La vida no es como un videojuego; no hay segundas oportunidades ni vidas extra. Sólo tenemos una oportunidad de vivir cada día, y cuando ese día termina, se ha ido para siempre. Alimentado por el alcohol y la cocaína, De La Hoya malgastó demasiados de sus días y los utilizó para ser una bestia sin corazón - y, tal vez, a pesar de sus negaciones, un depredador sexual en serie. Tal comportamiento, de ser cierto, difícilmente merece perdón; y sin embargo, no nos conmueve que De La Hoya suspire tristemente diciendo: "No estuve a la altura de todo mi potencial en el ring. Podría haber sido... podría haber sido..." y luego alejarse, uno tendría que ser de piedra.

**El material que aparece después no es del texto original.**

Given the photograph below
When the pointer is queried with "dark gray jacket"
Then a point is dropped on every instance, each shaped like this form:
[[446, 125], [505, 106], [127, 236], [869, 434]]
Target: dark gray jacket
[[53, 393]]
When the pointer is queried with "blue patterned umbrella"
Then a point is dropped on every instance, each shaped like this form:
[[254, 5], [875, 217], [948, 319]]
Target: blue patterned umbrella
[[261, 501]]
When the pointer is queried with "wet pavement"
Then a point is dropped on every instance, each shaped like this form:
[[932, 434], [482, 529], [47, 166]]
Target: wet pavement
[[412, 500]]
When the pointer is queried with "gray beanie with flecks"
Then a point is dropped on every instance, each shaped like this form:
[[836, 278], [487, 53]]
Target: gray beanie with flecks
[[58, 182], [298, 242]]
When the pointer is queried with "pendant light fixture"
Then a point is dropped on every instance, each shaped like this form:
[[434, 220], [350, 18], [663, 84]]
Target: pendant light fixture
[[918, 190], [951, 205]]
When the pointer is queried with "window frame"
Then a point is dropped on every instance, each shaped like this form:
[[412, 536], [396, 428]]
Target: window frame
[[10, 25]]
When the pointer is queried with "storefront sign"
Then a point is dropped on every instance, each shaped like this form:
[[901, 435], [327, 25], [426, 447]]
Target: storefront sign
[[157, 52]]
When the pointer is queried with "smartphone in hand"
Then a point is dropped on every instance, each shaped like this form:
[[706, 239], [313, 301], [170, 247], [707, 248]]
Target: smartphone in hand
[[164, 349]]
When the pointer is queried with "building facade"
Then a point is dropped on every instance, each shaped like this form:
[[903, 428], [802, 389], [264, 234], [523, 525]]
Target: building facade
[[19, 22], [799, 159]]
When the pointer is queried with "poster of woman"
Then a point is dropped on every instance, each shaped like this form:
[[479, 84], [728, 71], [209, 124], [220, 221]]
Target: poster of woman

Uno se pregunta si la transformación es completa. Mientras las lágrimas fluyen cuando habla de las injusticias que se han cometido contra él, el lenguaje corporal defensivo cuando admite los males que ha hecho a otros sugiere que sigue siendo un trabajo en curso. Pero, incluso después de dos horas y media de épica, este hombre imperfecto y lleno de matices es tan convincente como el boxeador ídolo de matiné que una vez se echó el deporte a la espalda y tuvo el mundo a sus pies.